Dans la région du Bas-Saint-Laurent, le pin gris réussit à persister dans des conditions fort différentes de celles qui ont cours dans la forêt boréale, où il prospère le mieux. Alors que les cycles réguliers de feux de forêt, plus fréquents dans le Nord, permettent habituellement à ses cocottes saturées de résine de s’ouvrir pour laisser tomber leurs graines, à la marge sud de sa répartition, l’arbre s’est adapté à des incendies rares et moins prévisibles.

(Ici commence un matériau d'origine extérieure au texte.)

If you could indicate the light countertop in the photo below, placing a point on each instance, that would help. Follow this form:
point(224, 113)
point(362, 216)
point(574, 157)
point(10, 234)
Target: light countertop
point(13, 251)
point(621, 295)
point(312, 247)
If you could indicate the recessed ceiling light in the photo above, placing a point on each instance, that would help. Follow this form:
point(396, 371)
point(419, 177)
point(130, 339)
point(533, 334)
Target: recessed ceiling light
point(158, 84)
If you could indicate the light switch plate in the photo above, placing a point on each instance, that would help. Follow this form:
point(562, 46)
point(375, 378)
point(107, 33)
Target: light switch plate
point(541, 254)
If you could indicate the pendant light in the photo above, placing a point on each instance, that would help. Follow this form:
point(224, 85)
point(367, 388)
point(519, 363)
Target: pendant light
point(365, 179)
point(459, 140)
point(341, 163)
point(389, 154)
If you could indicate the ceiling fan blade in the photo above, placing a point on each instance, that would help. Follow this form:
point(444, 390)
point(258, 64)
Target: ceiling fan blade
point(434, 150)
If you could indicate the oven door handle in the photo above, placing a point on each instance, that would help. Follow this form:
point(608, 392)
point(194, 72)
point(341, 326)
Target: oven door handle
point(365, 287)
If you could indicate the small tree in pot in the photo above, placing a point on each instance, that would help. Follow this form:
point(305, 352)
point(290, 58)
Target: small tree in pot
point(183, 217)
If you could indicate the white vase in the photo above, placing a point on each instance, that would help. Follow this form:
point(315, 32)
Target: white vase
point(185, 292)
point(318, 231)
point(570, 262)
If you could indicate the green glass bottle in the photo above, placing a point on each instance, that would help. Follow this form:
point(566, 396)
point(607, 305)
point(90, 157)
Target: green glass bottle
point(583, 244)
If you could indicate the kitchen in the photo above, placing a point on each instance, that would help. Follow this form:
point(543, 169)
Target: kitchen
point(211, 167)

Guillaume de Lafontaine, professeur au Département de biologie, chimie et géographie de l’Université du Québec à Rimouski, a voulu en savoir plus. En effet, mieux connaître cette population de conifères permettra d’entrevoir les réactions auxquelles s’attendre dans le contexte des changements climatiques.

Si les pins gris se trouvent dans la forêt tempérée du Bas-Saint-Laurent, est-ce parce que les feux de forêt y étaient autrefois plus fréquents ? La datation de charbon de bois a plutôt révélé que les populations de pin gris réussissent à s’y maintenir depuis plus de 7 000 ans, même en l’absence d’un régime de feux de forêt comparable à celui que l’on trouve dans le Nord du Québec.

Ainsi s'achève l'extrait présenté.